In Blodget v. Delaney, 201 F.2d 589 (1st Cir. 1953) the standard of invasion set by the testator was one of “comfort and welfare.” Noting that a close case was presented, the court held that these terms fell under the ruling in Ithaca Trust. The word “comfort” clearly met the test as had been established. As to “welfare” the court stated:
“The word ‘welfare’ presents a more difficult problem. It is not only a word whose general content of meaning cannot be defined with precision, but it is also one which so far as we know has not been construed, even in a different context and with reference to other circumstances, by the highest court of the Commonwealth of Massachusetts. No doubt in some contexts and used under some circumstances it covers more elements of the subjective than the word ‘comfort’”, (at 593).

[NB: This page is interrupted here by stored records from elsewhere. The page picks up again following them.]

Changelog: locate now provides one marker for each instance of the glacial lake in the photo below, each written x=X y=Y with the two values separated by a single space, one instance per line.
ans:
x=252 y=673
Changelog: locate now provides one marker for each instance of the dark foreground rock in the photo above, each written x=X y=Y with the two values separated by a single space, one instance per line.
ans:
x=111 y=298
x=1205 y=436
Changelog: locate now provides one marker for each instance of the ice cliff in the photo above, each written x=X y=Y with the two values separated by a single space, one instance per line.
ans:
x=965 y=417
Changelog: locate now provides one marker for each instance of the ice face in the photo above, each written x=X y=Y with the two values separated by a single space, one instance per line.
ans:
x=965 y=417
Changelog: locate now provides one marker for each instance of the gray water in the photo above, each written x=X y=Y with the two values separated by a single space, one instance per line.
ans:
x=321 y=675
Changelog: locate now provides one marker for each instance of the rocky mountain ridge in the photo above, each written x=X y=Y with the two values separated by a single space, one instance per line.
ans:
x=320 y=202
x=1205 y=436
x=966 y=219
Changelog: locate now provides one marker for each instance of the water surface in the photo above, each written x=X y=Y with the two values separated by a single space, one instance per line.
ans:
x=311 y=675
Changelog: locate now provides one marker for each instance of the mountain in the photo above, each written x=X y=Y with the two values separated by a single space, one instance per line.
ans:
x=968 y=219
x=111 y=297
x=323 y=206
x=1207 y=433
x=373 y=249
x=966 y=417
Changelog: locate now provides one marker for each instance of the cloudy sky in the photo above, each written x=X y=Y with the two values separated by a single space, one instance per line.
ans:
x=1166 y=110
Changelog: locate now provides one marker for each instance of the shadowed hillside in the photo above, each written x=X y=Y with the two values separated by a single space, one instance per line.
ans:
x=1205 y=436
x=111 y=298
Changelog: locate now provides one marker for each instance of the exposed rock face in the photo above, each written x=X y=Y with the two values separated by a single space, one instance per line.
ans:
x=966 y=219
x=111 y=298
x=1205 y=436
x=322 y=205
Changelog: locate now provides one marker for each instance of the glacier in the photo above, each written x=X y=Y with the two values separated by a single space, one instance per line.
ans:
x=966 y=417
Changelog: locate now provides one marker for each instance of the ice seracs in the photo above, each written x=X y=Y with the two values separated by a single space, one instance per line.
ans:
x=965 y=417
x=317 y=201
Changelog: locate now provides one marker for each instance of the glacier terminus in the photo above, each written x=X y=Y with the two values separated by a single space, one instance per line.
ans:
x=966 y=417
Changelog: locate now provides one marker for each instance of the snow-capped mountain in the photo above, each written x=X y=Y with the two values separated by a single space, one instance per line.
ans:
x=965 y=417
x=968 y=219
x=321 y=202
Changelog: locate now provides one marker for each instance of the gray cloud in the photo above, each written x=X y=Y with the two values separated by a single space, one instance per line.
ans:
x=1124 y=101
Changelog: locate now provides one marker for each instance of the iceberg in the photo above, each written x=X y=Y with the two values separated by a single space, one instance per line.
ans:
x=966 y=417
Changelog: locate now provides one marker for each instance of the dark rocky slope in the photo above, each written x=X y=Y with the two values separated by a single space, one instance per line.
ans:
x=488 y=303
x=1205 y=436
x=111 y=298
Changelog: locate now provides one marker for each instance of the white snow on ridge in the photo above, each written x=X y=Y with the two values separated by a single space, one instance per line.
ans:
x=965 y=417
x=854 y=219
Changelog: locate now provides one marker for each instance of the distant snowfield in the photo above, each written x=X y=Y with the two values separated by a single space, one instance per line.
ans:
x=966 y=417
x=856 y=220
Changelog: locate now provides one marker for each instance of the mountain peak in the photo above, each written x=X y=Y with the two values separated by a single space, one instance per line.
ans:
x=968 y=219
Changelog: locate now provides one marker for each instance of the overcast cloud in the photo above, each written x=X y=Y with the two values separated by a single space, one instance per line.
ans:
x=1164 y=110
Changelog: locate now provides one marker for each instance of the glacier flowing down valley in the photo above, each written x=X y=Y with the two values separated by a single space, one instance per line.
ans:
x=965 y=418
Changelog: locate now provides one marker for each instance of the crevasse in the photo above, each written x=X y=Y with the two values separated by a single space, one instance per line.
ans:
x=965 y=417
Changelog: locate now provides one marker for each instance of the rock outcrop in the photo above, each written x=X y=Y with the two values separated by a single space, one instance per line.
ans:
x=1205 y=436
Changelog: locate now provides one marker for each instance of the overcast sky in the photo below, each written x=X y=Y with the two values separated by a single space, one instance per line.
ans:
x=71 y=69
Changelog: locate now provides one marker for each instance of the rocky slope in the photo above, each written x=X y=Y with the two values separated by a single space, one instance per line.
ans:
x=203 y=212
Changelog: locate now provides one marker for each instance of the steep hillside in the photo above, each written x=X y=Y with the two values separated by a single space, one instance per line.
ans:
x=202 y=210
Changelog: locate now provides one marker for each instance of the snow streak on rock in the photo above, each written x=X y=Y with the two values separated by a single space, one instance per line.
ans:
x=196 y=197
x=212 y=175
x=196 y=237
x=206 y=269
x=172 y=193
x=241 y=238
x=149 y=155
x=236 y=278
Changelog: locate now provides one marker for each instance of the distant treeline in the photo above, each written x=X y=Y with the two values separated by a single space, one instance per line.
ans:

The court concluded by holding that under dicta from Massachusetts cases and as used in the context of the Will the word “welfare” was synonymous with “support.” Utilizing New York law, Salisbury v. United States, supra, equates the terms “benefit” and “welfare” and holds both to meet the Ithaca fixed standard.
In comparison, in Sachter v. United States, 312 F.Supp. 671 (S.D.N.Y.1970) the trustees were given the power to invade the corpus of the trust to insure *1142that the testatrix’ retarded daughter was not lacking “in any essential or comfort for her well being and contentment.” This was found not to be a fixed standard under the context of the Will, but to give discretionary power to the trustees to invade principal in any amount seen fit for the benefit of the daughter, (at 676). The question thus becomes one of context (or ejusdem generis as the government puts it) as well as one of the approach taken in local law to the interpretation of the word “welfare.”
Here there is no reference to Connecticut eases interpreting the word “welfare” in the briefs of the parties or in any other Connecticut reference source. Moreover the word stands alone (except for the meaningless adjective “physical”) without further caution or restraint. The dictionary definition of the word “welfare” refers to the state of “fairing or doing well; thriving or successful progress in life; a state characterized especially by good fortune, happiness, well-being, or prosperity.” (Webster’s Third New International Dictionary, Unabridged 2594 (1961)). It is this broad and subjective standard, which the testatrix employed in the drafting of this clause of her Will.
“Of course, when general or subjective words stand alone * * * they are generally interpreted so as not to restrict the use of trust principal to maintenance of the beneficiary’s standard of living.” Salisbury v. United States, supra, 377 F.2d at 705.
Since the trustee has this unlimited discretion to provide for the physical welfare of the four income beneficiaries, singularly or simultaneously to all, and to pay sums from principal, regardless of the amount of income then being received, the language of the Will does not limit the invasion of the corpus to “some readily ascertainable and reliably predictable” amount as required by Merchants Bank. The Court finds that the charitable remainder interest created under Article Fifth of the Will is not “presently ascertainable” and the deduction must be denied. The plaintiff’s motion for summary judgment is denied, and the defendant’s motion for summary judgment is granted.
So ordered.
. The ages of the persons named in Article Fifth that have the benefit of any invasion by the trustee are: Janet Clarke (52), George K. Clarke (29), Candice Ann Clarke (26), and Sandra D. Clarke (25).